« Je n'aurai plus jamais faim, me suis-je dit. Il était sept heures du soir et j'avais faim. Sur la table de la cuisine, contre le mur, le gâteau aux noix rayonnait. La cuisine était dans l'ombre, le chocolat glacé brillait. Une roue noire piquetée de demi-noix parfaites, blanches, absolument pas tachées de chocolat. Je lui ai dit adieu pour toujours. j'avais treize ans et fini de grandir. Je ne grandirai plus, m'étais-je dit. Je ne mangerai plus que le minimum. Ce qu'il faut pour durer. Cela faisait comme un champ d'exploration immense, la découverte d'un territoire sauvage et secret.

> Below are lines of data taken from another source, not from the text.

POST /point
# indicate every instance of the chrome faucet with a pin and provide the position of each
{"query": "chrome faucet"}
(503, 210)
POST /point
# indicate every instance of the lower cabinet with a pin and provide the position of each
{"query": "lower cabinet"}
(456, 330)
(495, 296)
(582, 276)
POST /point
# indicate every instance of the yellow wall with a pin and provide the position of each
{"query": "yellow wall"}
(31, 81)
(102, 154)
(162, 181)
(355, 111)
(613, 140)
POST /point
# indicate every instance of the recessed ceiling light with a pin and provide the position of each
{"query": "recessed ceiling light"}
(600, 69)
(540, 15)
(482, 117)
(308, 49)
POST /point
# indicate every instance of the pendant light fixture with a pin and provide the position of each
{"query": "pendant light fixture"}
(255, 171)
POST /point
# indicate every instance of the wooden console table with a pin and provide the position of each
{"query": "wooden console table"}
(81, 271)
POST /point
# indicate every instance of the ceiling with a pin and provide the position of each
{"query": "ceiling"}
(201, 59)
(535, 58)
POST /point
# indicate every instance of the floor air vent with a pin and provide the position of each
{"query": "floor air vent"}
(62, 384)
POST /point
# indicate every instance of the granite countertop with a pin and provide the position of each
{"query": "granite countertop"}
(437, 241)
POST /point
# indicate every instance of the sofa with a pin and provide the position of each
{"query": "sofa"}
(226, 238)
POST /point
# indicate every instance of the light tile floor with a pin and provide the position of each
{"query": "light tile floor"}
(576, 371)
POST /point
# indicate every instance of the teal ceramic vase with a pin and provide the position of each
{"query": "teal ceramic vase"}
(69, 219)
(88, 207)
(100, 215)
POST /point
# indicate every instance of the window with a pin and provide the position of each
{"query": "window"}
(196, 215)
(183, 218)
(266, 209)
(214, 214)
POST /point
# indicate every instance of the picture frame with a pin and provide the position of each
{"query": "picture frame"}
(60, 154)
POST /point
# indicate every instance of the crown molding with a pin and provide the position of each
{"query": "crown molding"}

Je n'avais aucun secret. »
Nouk est anorexique. C'est ainsi qu'on nomme sa maladie. Mais la souffrance, comment la nommer ? Le plus grave, c'est peut être le plaisir inavouable d'être la plus forte, et de mentir, mentir, mentir, jusqu'au vertige. Un jour, Nouk est enfermée dans une clinique où l'on s'applique, méthodiquement, à la casser. La jeune fille semble se soumettre. Mais elle reste indomptée. Si elle guérit, ce sera par d'autres voies.
Avec ce roman pur et violent, Geneviève Brisac obéit à une seule exigence : celle de dire la vérité, quoi qu'il en coûte.